Masks are essential for reducing the spread of COVID-29, but constant use can also lead to skin chafing, itchiness, or rash on the nose bridge, chin, cheeks and behind the ears. Sweating under the mask can also cause skin problems, like acne breakouts. To prevent these complications:
- Establish a regular skincare routine. Cleanse and moisturize your face with non-comedogenic products before and after using a mask to prevent pore-clogging. Avoid products with petrolatum, as it can prevent your mask’s function, especially N95 masks. If you have oily skin, use a water-soluble moisturizer.
- Use a skin protectant to prevent friction. Wearing masks can cause friction or pressure, which can lead to skin injuries. Applying a thin layer of zinc oxide on your nose bridge or behind your ears can soothe and protect your skin. Zinc oxide is often used to relieve diaper rash or severely chapped skin. You can also place a bandage that conforms to the skin between the mask and the skin pressure points to provide relief while still allowing for proper mask use.
- Ease blisters.
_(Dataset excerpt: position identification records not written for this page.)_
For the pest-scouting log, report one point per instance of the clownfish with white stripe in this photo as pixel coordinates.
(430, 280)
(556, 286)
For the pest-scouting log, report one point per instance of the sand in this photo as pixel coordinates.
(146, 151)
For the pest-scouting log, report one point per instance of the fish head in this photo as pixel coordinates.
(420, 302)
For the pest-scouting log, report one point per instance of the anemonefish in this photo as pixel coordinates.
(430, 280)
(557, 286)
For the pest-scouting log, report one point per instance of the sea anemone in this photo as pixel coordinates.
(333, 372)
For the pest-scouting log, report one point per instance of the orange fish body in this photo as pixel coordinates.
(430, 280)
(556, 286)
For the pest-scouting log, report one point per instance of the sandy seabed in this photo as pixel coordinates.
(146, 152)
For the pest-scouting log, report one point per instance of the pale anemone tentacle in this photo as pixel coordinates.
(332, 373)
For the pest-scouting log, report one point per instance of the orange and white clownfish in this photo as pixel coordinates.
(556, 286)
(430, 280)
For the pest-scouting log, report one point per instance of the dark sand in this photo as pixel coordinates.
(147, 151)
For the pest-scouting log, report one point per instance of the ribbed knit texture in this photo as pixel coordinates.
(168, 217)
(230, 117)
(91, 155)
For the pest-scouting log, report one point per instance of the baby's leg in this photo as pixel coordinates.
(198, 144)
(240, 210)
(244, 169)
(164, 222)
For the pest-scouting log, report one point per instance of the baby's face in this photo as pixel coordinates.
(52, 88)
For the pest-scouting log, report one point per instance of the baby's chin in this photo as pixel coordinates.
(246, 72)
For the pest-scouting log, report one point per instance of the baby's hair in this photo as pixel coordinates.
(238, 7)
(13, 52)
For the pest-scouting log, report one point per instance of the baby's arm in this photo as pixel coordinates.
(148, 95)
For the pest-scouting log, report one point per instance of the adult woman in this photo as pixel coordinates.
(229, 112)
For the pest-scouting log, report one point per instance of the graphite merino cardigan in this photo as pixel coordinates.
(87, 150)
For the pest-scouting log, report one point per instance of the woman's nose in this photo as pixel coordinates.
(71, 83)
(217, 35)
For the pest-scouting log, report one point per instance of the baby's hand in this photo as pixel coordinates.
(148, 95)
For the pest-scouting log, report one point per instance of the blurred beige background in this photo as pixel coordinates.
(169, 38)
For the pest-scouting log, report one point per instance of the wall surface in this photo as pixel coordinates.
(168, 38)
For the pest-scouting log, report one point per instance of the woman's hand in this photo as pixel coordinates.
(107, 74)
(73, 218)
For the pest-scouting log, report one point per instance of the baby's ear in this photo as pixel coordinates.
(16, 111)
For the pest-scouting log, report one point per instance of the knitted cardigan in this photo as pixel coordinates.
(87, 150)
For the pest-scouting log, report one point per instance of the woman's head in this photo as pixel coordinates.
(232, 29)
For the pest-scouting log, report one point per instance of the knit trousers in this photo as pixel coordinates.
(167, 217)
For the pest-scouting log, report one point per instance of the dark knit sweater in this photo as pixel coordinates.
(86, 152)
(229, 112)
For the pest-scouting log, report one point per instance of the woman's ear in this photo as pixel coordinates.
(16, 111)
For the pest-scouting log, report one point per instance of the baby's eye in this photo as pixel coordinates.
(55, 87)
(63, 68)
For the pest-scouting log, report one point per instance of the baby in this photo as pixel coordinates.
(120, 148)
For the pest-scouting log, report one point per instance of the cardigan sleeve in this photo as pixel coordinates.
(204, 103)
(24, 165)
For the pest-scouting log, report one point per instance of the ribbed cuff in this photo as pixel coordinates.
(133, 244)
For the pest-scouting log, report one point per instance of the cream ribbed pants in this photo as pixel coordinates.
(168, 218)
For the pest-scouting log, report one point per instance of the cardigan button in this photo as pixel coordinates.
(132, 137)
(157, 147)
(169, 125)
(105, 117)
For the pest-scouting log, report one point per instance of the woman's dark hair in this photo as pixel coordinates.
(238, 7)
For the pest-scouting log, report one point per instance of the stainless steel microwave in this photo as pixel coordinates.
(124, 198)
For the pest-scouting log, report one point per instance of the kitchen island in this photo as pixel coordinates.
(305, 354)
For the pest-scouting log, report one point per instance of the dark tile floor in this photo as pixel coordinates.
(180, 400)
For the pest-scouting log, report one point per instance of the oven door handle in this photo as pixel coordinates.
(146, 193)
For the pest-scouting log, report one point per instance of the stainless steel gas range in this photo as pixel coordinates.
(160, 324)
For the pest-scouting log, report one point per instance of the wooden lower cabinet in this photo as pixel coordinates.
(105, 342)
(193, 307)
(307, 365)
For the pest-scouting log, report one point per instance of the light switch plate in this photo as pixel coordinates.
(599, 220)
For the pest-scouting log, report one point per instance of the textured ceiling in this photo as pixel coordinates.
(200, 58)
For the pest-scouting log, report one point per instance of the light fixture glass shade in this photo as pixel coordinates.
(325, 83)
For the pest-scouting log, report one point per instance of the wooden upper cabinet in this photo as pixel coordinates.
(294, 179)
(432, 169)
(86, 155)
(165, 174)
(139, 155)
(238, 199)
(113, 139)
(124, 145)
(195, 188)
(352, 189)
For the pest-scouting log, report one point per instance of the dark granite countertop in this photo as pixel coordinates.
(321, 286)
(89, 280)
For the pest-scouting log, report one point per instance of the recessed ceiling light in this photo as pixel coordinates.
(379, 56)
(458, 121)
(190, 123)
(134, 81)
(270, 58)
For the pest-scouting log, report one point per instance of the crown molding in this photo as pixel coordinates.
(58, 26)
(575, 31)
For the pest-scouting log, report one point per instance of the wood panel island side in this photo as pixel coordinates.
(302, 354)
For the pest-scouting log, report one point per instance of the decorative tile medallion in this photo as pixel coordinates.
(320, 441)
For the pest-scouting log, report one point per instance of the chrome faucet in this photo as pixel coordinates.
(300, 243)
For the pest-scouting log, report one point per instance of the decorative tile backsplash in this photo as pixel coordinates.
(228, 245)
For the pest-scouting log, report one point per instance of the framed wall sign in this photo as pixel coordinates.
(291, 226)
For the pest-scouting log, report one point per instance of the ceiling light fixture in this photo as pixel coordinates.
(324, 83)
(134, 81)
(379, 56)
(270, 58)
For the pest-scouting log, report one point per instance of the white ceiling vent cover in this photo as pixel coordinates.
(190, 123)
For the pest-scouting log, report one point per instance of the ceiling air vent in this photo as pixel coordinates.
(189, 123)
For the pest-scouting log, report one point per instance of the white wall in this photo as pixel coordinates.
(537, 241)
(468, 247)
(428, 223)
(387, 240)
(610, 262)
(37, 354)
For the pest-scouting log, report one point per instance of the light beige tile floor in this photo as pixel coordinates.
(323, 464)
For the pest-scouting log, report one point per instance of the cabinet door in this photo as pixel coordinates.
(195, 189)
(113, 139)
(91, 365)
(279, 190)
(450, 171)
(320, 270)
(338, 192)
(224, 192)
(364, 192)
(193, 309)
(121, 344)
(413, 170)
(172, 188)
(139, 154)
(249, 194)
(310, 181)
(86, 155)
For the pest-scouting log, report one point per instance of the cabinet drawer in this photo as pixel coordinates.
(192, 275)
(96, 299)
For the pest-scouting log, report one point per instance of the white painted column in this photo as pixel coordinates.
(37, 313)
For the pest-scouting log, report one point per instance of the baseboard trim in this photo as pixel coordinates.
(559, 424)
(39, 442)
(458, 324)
If you start getting blisters, clean them and treat them with topical antibiotic ointment. Use a bandage to protect the blister from friction or pressure from the mask.
- Treat acne. If you get acne, keep your skin clean and apply a water-soluble moisturizer. Treat your acne with products containing benzoyl peroxide or salicylic acid. Don’t pop or squeeze your pimples to prevent inflammation and infection.
Washing hands and wearing masks are crucial for preventing the spread of COVID-19. Talk to your doctor immediately if your skin starts to crack and bleed, or when blisters become ulcers or infected, or if you develop a severe skin reaction. Skin damage may heighten your risk of infection and require prescription medicines, skin therapies, or even hospital care.